873% Surge in API Attacks Puts Healthcare, Retail, and BFSI in the Crosshairs Organisations are adopting APIs faster than they're securing them, creating massive security gaps. Despite the identification of over 26,000 critical vulnerabilities in 2024, a third remained unpatched for over six months, leaving businesses dangerously exposed

As we move toward a direct, contactless market where almost everything is purchased online, APIs (Application Programming Interfaces) have become the lifeline of digital services—quietly powering everything from mobile banking and ride-hailing to insurance claims and retail checkouts. While they enable seamless data exchange and real-time communication, the same open data pathways are being exploited by malicious actors, fueling a surge in cybersecurity threats worldwide.

In 2024 alone, India witnessed a 20 per cent rise in cyberattacks from Q1 to Q4, with Indusface blocking over 7.15 billion malicious attempts on customer sites through its AppTrana platform. On average, each site experienced 6.9 million attacks during the year, according to the latest Annual State of Application Security Report by Indusface.

Distributed Denial of Service (DDoS) attacks remained a global menace, with 2.46 billion incidents. APIs emerged as a key point of vulnerability—facing 30 per cent more attacks per host than websites. India recorded 166 per cent more API-related DDoS incidents compared to web-based ones, with bot-driven attacks increasing by 48 per cent. The holiday season alone saw a 132 per cent surge in bot activity, as attackers exploited high-traffic periods to breach systems.

One of the most alarming findings was the 873 per cent increase in attacks targeting API vulnerabilities, vastly outpacing the 94 per cent rise in website-related exploits. The widespread availability of AI tools like ChatGPT has made it easier for novice hackers to generate and deploy malicious scripts, accelerating the pace of attacks.

Three sectors among the hardest hit

The report found significant variation in attack patterns based on industry. The retail and e-commerce sector experienced over 1 million attacks per website, with a 10x increase in DDoS incidents as fraud bots deployed credential stuffing and carding techniques to exploit payment systems. The manufacturing sector, too, saw 1.37 million attacks per site, with DDoS threats rising sixfold and targeting supply chains, ERP, and production operations. In the BFSI space, insurance firms faced 2.5x more bot threats and an eightfold increase in vulnerability attacks. This indicates a growing need for sector-specific, proactive cybersecurity strategies.
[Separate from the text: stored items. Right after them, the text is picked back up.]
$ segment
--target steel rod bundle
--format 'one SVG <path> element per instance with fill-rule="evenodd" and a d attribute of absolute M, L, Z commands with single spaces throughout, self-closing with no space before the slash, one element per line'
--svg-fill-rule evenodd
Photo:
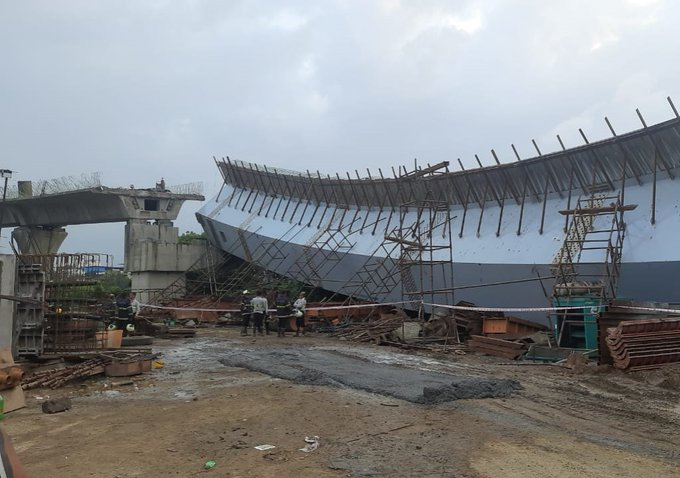
<path fill-rule="evenodd" d="M 89 377 L 104 372 L 104 366 L 109 359 L 97 357 L 77 365 L 71 365 L 62 369 L 45 370 L 35 373 L 24 379 L 22 388 L 30 390 L 38 387 L 59 388 L 77 378 Z"/>
<path fill-rule="evenodd" d="M 353 342 L 370 342 L 371 340 L 380 340 L 381 336 L 398 329 L 403 323 L 404 318 L 401 316 L 383 316 L 370 322 L 350 324 L 342 330 L 333 332 L 330 336 Z"/>

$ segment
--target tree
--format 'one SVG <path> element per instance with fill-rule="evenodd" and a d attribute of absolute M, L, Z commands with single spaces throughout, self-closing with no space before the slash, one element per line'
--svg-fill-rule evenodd
<path fill-rule="evenodd" d="M 128 275 L 122 271 L 106 271 L 101 275 L 101 280 L 97 284 L 99 290 L 96 291 L 96 294 L 99 296 L 106 296 L 109 294 L 118 295 L 122 292 L 129 291 L 131 282 Z"/>
<path fill-rule="evenodd" d="M 179 238 L 177 238 L 177 244 L 191 244 L 192 242 L 196 240 L 205 240 L 207 239 L 205 232 L 201 232 L 200 234 L 194 231 L 187 231 L 184 234 L 180 234 Z"/>

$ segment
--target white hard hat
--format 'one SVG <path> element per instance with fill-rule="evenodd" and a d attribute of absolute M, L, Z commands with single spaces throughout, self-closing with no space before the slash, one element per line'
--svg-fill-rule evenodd
<path fill-rule="evenodd" d="M 304 315 L 304 314 L 302 313 L 302 311 L 301 311 L 300 309 L 297 309 L 297 310 L 295 311 L 295 317 L 302 317 L 303 315 Z"/>
<path fill-rule="evenodd" d="M 108 330 L 116 330 L 116 324 L 109 324 L 107 327 Z"/>
<path fill-rule="evenodd" d="M 134 332 L 134 331 L 135 331 L 135 326 L 132 325 L 132 324 L 127 324 L 127 325 L 125 326 L 125 330 L 127 330 L 128 332 Z"/>
<path fill-rule="evenodd" d="M 248 289 L 243 291 L 243 295 L 250 294 L 250 291 Z"/>

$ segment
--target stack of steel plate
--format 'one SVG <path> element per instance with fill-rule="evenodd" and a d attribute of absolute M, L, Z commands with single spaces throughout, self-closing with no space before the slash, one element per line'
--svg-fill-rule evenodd
<path fill-rule="evenodd" d="M 680 363 L 680 317 L 623 321 L 607 332 L 616 368 L 645 370 Z"/>
<path fill-rule="evenodd" d="M 468 340 L 468 345 L 475 352 L 496 357 L 504 357 L 515 360 L 521 356 L 527 348 L 526 344 L 512 340 L 495 339 L 483 335 L 473 335 Z"/>

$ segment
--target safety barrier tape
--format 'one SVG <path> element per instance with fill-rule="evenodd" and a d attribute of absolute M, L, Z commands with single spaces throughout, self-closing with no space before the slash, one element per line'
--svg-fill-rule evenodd
<path fill-rule="evenodd" d="M 352 304 L 352 305 L 332 305 L 329 307 L 308 307 L 307 310 L 309 311 L 318 311 L 318 310 L 339 310 L 339 309 L 358 309 L 358 308 L 367 308 L 367 307 L 382 307 L 386 305 L 403 305 L 403 304 L 414 304 L 414 303 L 420 303 L 419 300 L 405 300 L 401 302 L 376 302 L 376 303 L 371 303 L 371 304 Z M 141 308 L 149 308 L 149 309 L 159 309 L 159 310 L 186 310 L 186 311 L 192 311 L 192 312 L 241 312 L 241 309 L 203 309 L 203 308 L 195 308 L 195 307 L 166 307 L 162 305 L 151 305 L 151 304 L 140 304 Z M 276 309 L 268 309 L 269 312 L 275 312 Z"/>
<path fill-rule="evenodd" d="M 664 309 L 661 307 L 635 307 L 631 305 L 615 305 L 617 309 L 644 310 L 646 312 L 666 312 L 668 314 L 680 314 L 680 309 Z"/>
<path fill-rule="evenodd" d="M 568 307 L 470 307 L 467 305 L 432 304 L 429 302 L 423 302 L 423 305 L 454 310 L 474 310 L 477 312 L 552 312 L 558 310 L 592 309 L 593 307 L 599 307 L 597 305 L 573 305 Z"/>
<path fill-rule="evenodd" d="M 371 304 L 331 305 L 330 307 L 308 307 L 306 310 L 341 310 L 341 309 L 365 309 L 367 307 L 382 307 L 385 305 L 419 304 L 419 300 L 404 300 L 401 302 L 375 302 Z"/>
<path fill-rule="evenodd" d="M 241 312 L 241 309 L 202 309 L 197 307 L 166 307 L 163 305 L 140 304 L 143 309 L 187 310 L 192 312 Z"/>
<path fill-rule="evenodd" d="M 560 307 L 477 307 L 477 306 L 467 306 L 467 305 L 448 305 L 448 304 L 435 304 L 430 302 L 423 302 L 420 300 L 405 300 L 400 302 L 375 302 L 370 304 L 352 304 L 352 305 L 332 305 L 329 307 L 308 307 L 306 310 L 309 311 L 320 311 L 320 310 L 341 310 L 341 309 L 358 309 L 366 307 L 381 307 L 389 305 L 403 305 L 403 304 L 419 304 L 431 307 L 442 307 L 444 309 L 452 310 L 471 310 L 477 312 L 555 312 L 560 310 L 574 310 L 574 309 L 592 309 L 599 308 L 597 305 L 573 305 L 573 306 L 560 306 Z M 166 307 L 160 305 L 151 304 L 141 304 L 141 307 L 149 309 L 160 309 L 160 310 L 184 310 L 192 312 L 240 312 L 241 309 L 204 309 L 204 308 L 194 308 L 194 307 Z M 630 309 L 630 310 L 642 310 L 647 312 L 664 312 L 667 314 L 680 314 L 680 309 L 665 309 L 662 307 L 637 307 L 629 305 L 617 305 L 617 309 Z M 269 312 L 275 312 L 276 309 L 269 309 Z"/>

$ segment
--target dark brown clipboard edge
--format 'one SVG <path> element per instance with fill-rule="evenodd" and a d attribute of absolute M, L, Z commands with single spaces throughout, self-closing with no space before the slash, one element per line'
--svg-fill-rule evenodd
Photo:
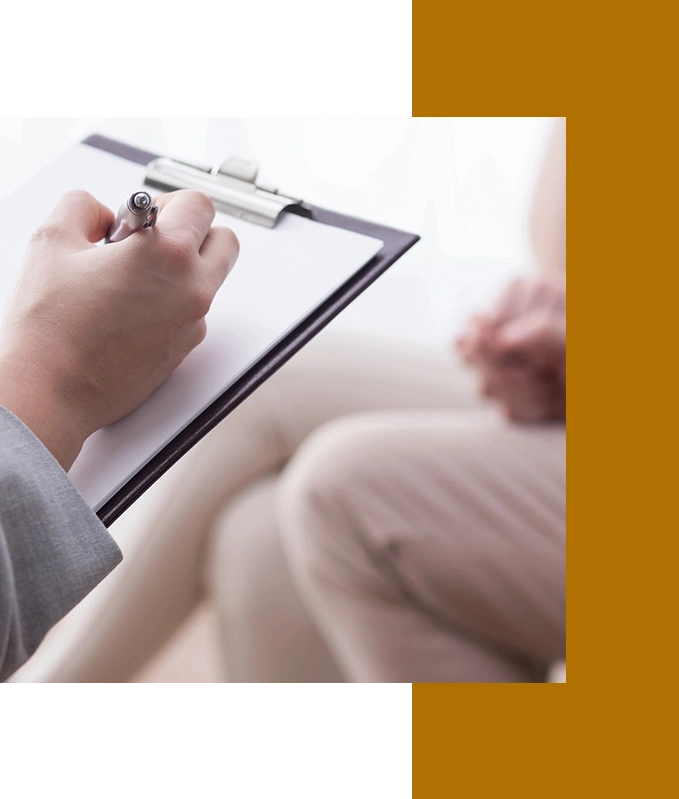
<path fill-rule="evenodd" d="M 93 135 L 82 144 L 95 147 L 112 155 L 146 165 L 158 156 L 129 144 Z M 298 325 L 279 341 L 265 350 L 234 383 L 232 383 L 208 408 L 156 453 L 125 485 L 119 489 L 97 512 L 108 527 L 158 480 L 171 466 L 182 458 L 203 436 L 212 430 L 234 408 L 252 394 L 274 372 L 280 369 L 296 352 L 319 333 L 340 311 L 344 310 L 365 289 L 406 253 L 420 237 L 414 233 L 366 222 L 325 208 L 304 204 L 303 214 L 316 222 L 353 230 L 380 239 L 382 249 L 349 280 L 329 297 L 320 302 Z"/>

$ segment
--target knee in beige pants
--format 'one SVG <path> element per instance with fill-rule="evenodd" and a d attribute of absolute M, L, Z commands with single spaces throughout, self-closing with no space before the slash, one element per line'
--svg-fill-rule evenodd
<path fill-rule="evenodd" d="M 279 491 L 351 679 L 527 681 L 564 646 L 563 430 L 392 412 L 316 432 Z"/>

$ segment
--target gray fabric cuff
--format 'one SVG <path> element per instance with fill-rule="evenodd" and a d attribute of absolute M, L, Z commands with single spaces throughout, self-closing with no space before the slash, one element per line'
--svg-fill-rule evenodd
<path fill-rule="evenodd" d="M 121 560 L 50 452 L 0 407 L 0 678 Z"/>

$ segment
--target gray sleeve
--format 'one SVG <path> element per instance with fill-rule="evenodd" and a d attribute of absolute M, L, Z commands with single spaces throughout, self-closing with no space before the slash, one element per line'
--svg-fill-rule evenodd
<path fill-rule="evenodd" d="M 121 560 L 57 461 L 0 407 L 0 679 Z"/>

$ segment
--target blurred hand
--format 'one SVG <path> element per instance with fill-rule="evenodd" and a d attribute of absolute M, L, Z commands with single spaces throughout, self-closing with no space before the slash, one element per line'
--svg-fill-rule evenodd
<path fill-rule="evenodd" d="M 478 369 L 482 393 L 513 421 L 566 416 L 566 286 L 520 278 L 491 311 L 473 317 L 457 340 Z"/>
<path fill-rule="evenodd" d="M 68 469 L 85 439 L 134 410 L 199 344 L 238 257 L 212 201 L 161 197 L 154 228 L 95 246 L 113 213 L 70 192 L 35 232 L 0 328 L 0 404 Z"/>

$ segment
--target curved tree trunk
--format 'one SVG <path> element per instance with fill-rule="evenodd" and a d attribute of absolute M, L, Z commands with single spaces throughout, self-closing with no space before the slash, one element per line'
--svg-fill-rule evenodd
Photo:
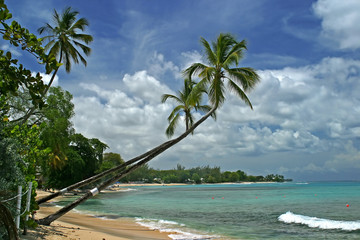
<path fill-rule="evenodd" d="M 78 198 L 77 200 L 75 200 L 74 202 L 68 204 L 67 206 L 61 208 L 59 211 L 55 212 L 54 214 L 51 214 L 45 218 L 39 219 L 37 222 L 39 224 L 42 225 L 50 225 L 53 221 L 55 221 L 56 219 L 58 219 L 59 217 L 61 217 L 62 215 L 64 215 L 65 213 L 67 213 L 68 211 L 72 210 L 73 208 L 75 208 L 76 206 L 78 206 L 80 203 L 86 201 L 87 199 L 95 196 L 96 194 L 98 194 L 100 191 L 102 191 L 103 189 L 105 189 L 106 187 L 110 186 L 111 184 L 115 183 L 116 181 L 118 181 L 119 179 L 125 177 L 126 175 L 128 175 L 129 173 L 133 172 L 134 170 L 138 169 L 139 167 L 141 167 L 142 165 L 144 165 L 145 163 L 149 162 L 150 160 L 152 160 L 154 157 L 156 157 L 157 155 L 159 155 L 160 153 L 164 152 L 165 150 L 169 149 L 170 147 L 174 146 L 175 144 L 177 144 L 178 142 L 180 142 L 181 140 L 183 140 L 186 136 L 188 136 L 192 131 L 194 131 L 194 129 L 199 126 L 202 122 L 204 122 L 209 116 L 211 116 L 211 114 L 216 110 L 216 107 L 212 108 L 206 115 L 204 115 L 199 121 L 197 121 L 191 128 L 189 128 L 186 132 L 184 132 L 183 134 L 181 134 L 179 137 L 172 139 L 170 141 L 167 141 L 161 145 L 159 145 L 158 147 L 153 148 L 152 150 L 148 151 L 147 153 L 144 153 L 142 155 L 140 155 L 139 157 L 136 157 L 132 160 L 127 161 L 126 163 L 109 169 L 105 172 L 107 172 L 106 174 L 102 175 L 101 177 L 112 173 L 114 171 L 117 171 L 121 168 L 123 168 L 123 165 L 130 165 L 131 163 L 135 163 L 139 160 L 138 163 L 134 164 L 133 166 L 131 166 L 128 169 L 124 169 L 122 170 L 120 173 L 116 174 L 114 177 L 106 180 L 105 182 L 99 184 L 96 188 L 86 192 L 85 195 L 83 195 L 82 197 Z M 136 160 L 135 160 L 136 159 Z M 129 163 L 131 162 L 131 163 Z M 114 170 L 116 169 L 116 170 Z M 103 172 L 104 173 L 104 172 Z M 101 173 L 101 174 L 103 174 Z M 100 174 L 98 174 L 100 175 Z M 95 176 L 94 176 L 95 177 Z M 97 179 L 101 178 L 98 177 Z M 93 180 L 95 181 L 95 180 Z M 60 192 L 59 192 L 60 194 Z"/>
<path fill-rule="evenodd" d="M 87 178 L 87 179 L 84 179 L 84 180 L 82 180 L 82 181 L 80 181 L 80 182 L 74 183 L 74 184 L 72 184 L 72 185 L 70 185 L 70 186 L 68 186 L 68 187 L 66 187 L 66 188 L 63 188 L 62 190 L 60 190 L 60 191 L 58 191 L 58 192 L 55 192 L 55 193 L 52 193 L 52 194 L 50 194 L 50 195 L 48 195 L 48 196 L 45 196 L 45 197 L 43 197 L 43 198 L 40 198 L 40 199 L 37 200 L 36 202 L 37 202 L 37 204 L 44 203 L 44 202 L 46 202 L 46 201 L 49 201 L 49 200 L 51 200 L 51 199 L 53 199 L 53 198 L 61 195 L 62 193 L 65 193 L 65 192 L 67 192 L 67 191 L 71 191 L 71 190 L 74 190 L 74 189 L 76 189 L 76 188 L 82 187 L 82 186 L 84 186 L 84 185 L 90 184 L 90 183 L 92 183 L 92 182 L 95 182 L 95 181 L 101 179 L 102 177 L 104 177 L 104 176 L 106 176 L 106 175 L 108 175 L 108 174 L 110 174 L 110 173 L 114 173 L 114 172 L 116 172 L 116 171 L 122 170 L 122 169 L 124 169 L 126 166 L 128 166 L 128 165 L 130 165 L 130 164 L 133 164 L 133 163 L 135 163 L 135 162 L 137 162 L 137 161 L 140 161 L 141 159 L 143 159 L 143 158 L 149 156 L 150 154 L 156 152 L 158 149 L 163 148 L 164 146 L 166 146 L 167 144 L 169 144 L 171 141 L 172 141 L 172 140 L 167 141 L 167 142 L 165 142 L 165 143 L 163 143 L 163 144 L 161 144 L 161 145 L 159 145 L 159 146 L 157 146 L 157 147 L 155 147 L 155 148 L 147 151 L 146 153 L 143 153 L 143 154 L 141 154 L 141 155 L 139 155 L 139 156 L 137 156 L 137 157 L 135 157 L 135 158 L 133 158 L 133 159 L 130 159 L 129 161 L 127 161 L 127 162 L 125 162 L 125 163 L 123 163 L 123 164 L 120 164 L 119 166 L 116 166 L 116 167 L 113 167 L 113 168 L 111 168 L 111 169 L 108 169 L 108 170 L 106 170 L 106 171 L 104 171 L 104 172 L 101 172 L 101 173 L 99 173 L 99 174 L 97 174 L 97 175 L 94 175 L 94 176 L 89 177 L 89 178 Z"/>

Healthcare and SMEs face unique challenges

Every monitored healthcare website encountered bot-driven attacks in 2024, highlighting the sector's ongoing vulnerability. These automated threats posed serious risks to patient data and hospital infrastructure.

Meanwhile, SMEs (small and medium-sized enterprises) were disproportionately affected—experiencing 236 per cent more DDoS attacks than large enterprises. Their limited access to dedicated security teams and resources makes them attractive targets, often exploited for financial gain or operational disruption.

This surge reflects a broader challenge—organisations are adopting APIs faster than they're securing them, creating massive security gaps. Despite the identification of over 26,000 critical vulnerabilities in 2024, a third remained unpatched for over six months, leaving businesses dangerously exposed.

"Cybercriminals are constantly evolving their tactics, leveraging different attack vectors based on industry, application type, and company size. APIs, for example, face 2x the attacks per host compared to web apps. Similarly, the insurance industry faces 2.5x more bot attacks per app than other industries," says Ashish Tandon, Founder and CEO of Indusface

"Security teams can stay ahead by investing in all-in-one, AI-powered AppSec platforms that adapt quickly to these evolving threats. However, even with AI, manual oversight is essential to prevent AI hallucinations and ensure uninterrupted business operations," Tandon added.